I think one of the most significant changes that Bryn Mawr has already made in my life is that it has made me reevaluate the identity of intelligence in my life. Half a year ago, if I was asked to conjure up the image of “intelligence,” I would have thought of older white men with British accents reclining on leather armchairs in a dusty library with mahogany-paneled walls. If you asked me to do the same today, I would envision, instead, a woman who carries her books in a backpack, not a briefcase, sitting cross-legged on the ground. For the first time, my idea of “intelligence” has begun to overlap with my idea of “femininity,” and I hope it lasts as long as I live. Intelligence isn’t always white, or straight, or even human anymore. Sometimes intelligence has roots. Sometimes English isn’t its first language. Sometimes it has a Southern accent. What impressed me the most in our class was that everyone had incredible things to say, even if they had to be coaxed out by Anne at times. I have made some wonderful friends because of this class. I have gone running with Maryam and played the recorder with Beatrice, and now I know of a dozen other people to smile at in the library and to grab lunch with.
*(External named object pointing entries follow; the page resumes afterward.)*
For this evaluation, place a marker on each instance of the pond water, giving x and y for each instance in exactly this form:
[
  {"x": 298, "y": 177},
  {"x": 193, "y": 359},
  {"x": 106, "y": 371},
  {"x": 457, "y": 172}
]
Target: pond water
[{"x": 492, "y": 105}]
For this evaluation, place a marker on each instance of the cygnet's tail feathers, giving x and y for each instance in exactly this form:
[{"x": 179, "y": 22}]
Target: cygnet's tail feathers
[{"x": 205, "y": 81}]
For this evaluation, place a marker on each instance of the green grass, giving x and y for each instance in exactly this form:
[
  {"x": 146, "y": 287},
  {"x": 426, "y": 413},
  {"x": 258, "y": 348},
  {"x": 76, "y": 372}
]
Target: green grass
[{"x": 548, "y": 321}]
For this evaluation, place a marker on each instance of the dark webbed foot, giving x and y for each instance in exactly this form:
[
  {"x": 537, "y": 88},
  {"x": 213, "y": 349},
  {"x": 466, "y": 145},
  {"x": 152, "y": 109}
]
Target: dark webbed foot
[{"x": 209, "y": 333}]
Everyone who knows me well here knows that I dole out compliments freely and often, but what I want the reader of this to know is that when I am talking highly about this class, it is not just out of appreciation, but of deep respect and veneration. There were moments in this class that I knew I was trash for not finishing the reading before 11:25, but there were also moments that I felt like I was made out of the same sacred stardust as I believe my friends consist of.